Parser issues around MathML in HTML tag transforms
keller-tophat opened this issue · comments
Summary
Minifying <math>
elements inside an HTML document can result in unexpected attribute and whitespace transforms. It seems like it's trying to parse them as XML applying incorrect whitespace and attribute quoting expectations.
Version
# minify --version
minify v2.12.9-12-g76935f3
Example
echo 'foo <math display=inline>hello</math> world' | minify --type html
Expected:
foo <math display=inline>hello</math> world
Actual:
foo <math display="nlin">hello</math>world
Thanks for raising the issue. It is my understanding that <math>
and <svg>
are XML that can be embedded in HTML, including the tag itself. Thus, using attributes without proper quoting would be an error. But perhaps the tag itself is still HTML and the content is XML? Or is it all HTML? The specification is a bit vague here, or at least the W3C validator doesn't seem to make a difference.

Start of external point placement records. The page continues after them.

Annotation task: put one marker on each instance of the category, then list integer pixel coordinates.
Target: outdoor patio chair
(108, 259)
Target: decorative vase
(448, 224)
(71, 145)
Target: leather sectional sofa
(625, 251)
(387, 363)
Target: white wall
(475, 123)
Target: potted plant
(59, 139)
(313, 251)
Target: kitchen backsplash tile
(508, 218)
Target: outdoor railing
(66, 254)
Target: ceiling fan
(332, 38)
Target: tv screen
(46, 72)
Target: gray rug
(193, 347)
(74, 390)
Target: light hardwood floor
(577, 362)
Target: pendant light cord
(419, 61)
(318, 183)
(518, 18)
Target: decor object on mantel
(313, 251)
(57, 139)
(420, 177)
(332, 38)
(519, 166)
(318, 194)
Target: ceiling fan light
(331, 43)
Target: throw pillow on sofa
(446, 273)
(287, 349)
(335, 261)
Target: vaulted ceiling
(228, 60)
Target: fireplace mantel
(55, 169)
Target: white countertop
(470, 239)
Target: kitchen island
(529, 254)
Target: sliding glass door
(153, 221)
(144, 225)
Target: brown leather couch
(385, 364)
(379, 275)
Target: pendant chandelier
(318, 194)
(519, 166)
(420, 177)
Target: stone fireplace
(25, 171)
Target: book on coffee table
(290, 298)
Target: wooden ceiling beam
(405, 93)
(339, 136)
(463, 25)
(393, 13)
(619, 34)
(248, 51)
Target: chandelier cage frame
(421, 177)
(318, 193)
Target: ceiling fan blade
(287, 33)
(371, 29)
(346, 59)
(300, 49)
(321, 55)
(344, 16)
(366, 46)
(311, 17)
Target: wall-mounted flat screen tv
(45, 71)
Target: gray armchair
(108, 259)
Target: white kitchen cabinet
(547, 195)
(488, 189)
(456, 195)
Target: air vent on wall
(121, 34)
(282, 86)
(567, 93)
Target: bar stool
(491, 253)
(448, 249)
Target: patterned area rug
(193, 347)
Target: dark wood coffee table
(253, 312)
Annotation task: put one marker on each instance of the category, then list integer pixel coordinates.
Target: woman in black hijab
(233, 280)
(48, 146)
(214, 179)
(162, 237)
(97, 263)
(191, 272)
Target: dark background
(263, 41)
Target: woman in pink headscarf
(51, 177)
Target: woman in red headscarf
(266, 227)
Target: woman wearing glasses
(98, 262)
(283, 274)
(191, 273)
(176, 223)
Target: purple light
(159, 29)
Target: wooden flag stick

Maybe the XML minifier should leave invalid attribute values as-is, which would fix this issue.
I've pushed out a change in the XML minifier.
I think there's still an issue around whitespace after a closing math tag. For example, the HTML
a <math display="inline">b</math> c
is minified to
a <math display=inline>b</math>c
losing the whitespace afterwards.
Adding omitSpace = false
to the MathToken
case in html.go
fixes this for me and passes all the tests, but I'm not sure if this is the correct approach. It also doesn't account for <math display="block">
, in which case I think removing the whitespace is fine.
You're right, should be fixed now.